To determine if staking income can cover living costs, you need to look at average annual living expenses. Here’s a breakdown of average annual spending for individuals in the U.S. (figures in USD):

Expense Category Average Annual Spending
Housing $18,000
Transportation $9,000
Food $7,000
Healthcare $5,000
Entertainment $3,000
Other $8,000
Total $50,000

Based on average spending, an individual needs about $50,000 annually to cover basic living expenses in the U.S. High cost areas like San Francisco or New York City may require $75,000 or more.

Matching this up with potential staking income, achieving $50,000 annually would require staking a portfolio of around $500,000 to $1 million in crypto assets. And that doesn’t factor in any expenses, taxes or loss of staked assets.

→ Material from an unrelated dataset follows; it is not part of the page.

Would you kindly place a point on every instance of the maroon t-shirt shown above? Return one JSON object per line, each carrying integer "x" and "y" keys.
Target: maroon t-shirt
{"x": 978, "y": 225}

Realistically, most individuals would need to stake well over $1 million in crypto to earn enough passive income to live on.

Other Considerations

Aside from the income requirements, some other considerations for relying on staking crypto for living expenses include:

  • Volatile assets – Cryptocurrencies tend to be volatile assets that could lose value and reduce your staked principal.
  • Changing yields – Staking yields can fluctuate which impacts recurring income.
  • Long lockup – Staking often requires long lockup periods of months or years, reducing liquidity.
  • Concentrated risk – Relying solely on crypto staking creates concentrated risk versus diversified income sources.

These factors make relying entirely on crypto staking income risky from a financial planning perspective. Staking is best used to generate supplemental income rather than a sole source of living expenses.

Conclusion

While it is possible to generate income through cryptocurrency staking, it would require staking at least $500,000 to $1 million in assets to earn enough to live on. Even then, expenses, volatility and taxes can reduce actual take home income well below what’s needed for living costs. Unless you have substantial crypto wealth, staking is not a viable sole solution for making a living. Smaller scale staking can provide some nice extra income, but likely requires supplementing with other sources to make a living wage.